Stir sugar, cornstarch, salt in a small pan, and gradually stir in 2/3 cup water. Add 3/4 cup blueberries and cook over medium heat, stirring constantly, until mixture comes to a full boil, berries have popped, and sauce has thickened. Remove from heat and stir in lemon zest and juice. Combine thickened sauce with remaining 3 1/4 cups berries in a medium bowl; transfer to baked crust and spread to fill the shell. Let cool to room temperature and serve, or cover and refrigerate until ready to serve. Keeps in fridge for 3 days. Serves 6 to 8.
Peaches in Wine Syrup
This is a lovely, classic Aragon dessert. From La Buena Mesa The Regional Cooking of Spain (The Good Table) by Elizabeth Parrish (Hippocrene Books). The title is synonymous with delicious food, from Spain, a country that celebrates “good tables,” and the book includes distinctive dishes from nineteen regions. The influences of the Greeks, Phoenicians, Celts and Moors are all found in Spain’s regional cuisine. Beloved classics and new favorites are waiting to be discovered in this collection.
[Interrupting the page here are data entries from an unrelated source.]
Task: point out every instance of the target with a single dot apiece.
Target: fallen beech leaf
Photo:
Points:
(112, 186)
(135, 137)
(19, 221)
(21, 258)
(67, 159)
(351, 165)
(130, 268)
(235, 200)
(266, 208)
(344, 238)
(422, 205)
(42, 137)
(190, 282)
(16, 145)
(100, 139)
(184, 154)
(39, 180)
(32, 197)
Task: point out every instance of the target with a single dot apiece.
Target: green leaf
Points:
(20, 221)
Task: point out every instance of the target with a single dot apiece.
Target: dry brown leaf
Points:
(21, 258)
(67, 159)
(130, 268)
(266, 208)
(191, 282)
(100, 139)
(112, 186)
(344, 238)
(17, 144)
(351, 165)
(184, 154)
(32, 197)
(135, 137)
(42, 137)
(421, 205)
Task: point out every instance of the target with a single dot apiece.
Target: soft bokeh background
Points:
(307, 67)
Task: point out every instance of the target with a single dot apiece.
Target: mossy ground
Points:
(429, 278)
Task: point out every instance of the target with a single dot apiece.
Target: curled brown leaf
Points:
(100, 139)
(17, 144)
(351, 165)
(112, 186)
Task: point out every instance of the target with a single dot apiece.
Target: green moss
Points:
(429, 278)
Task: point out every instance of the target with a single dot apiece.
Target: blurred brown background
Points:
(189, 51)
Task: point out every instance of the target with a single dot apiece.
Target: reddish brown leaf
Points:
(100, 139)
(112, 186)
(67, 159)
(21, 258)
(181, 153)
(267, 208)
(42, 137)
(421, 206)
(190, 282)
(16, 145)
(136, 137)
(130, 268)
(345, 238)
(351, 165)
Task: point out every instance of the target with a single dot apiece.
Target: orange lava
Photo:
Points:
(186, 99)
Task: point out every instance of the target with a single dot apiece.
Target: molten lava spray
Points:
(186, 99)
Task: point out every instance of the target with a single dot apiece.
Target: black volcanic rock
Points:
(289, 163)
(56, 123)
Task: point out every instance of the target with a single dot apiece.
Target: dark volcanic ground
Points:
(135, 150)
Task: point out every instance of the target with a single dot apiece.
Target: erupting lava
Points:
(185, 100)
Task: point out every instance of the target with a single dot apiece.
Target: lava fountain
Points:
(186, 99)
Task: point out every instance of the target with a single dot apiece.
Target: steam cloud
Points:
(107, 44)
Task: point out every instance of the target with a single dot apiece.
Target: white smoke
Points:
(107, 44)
3 cups full-bodied red wine
1/2 cup brandy, preferably Spanish
1 cup sugar
Peel of 1 lemon
1 cinnamon stick
4 large ripe peaches (yellow flesh), peeled
Mix the wine, brandy, sugar, lemon peel, and cinnamon stick together in a saucepan or earthenware dish. Heat over medium heat, stirring until the sugar dissolves. Add the peaches, bring to a boil, lower heat, and simmer for 20 minutes. Cool for a few minutes. Spoon the warm syrup over the peaches and serve. Any leftover syrup can be used as a marinade for cut-up fresh fruit. Serves 4.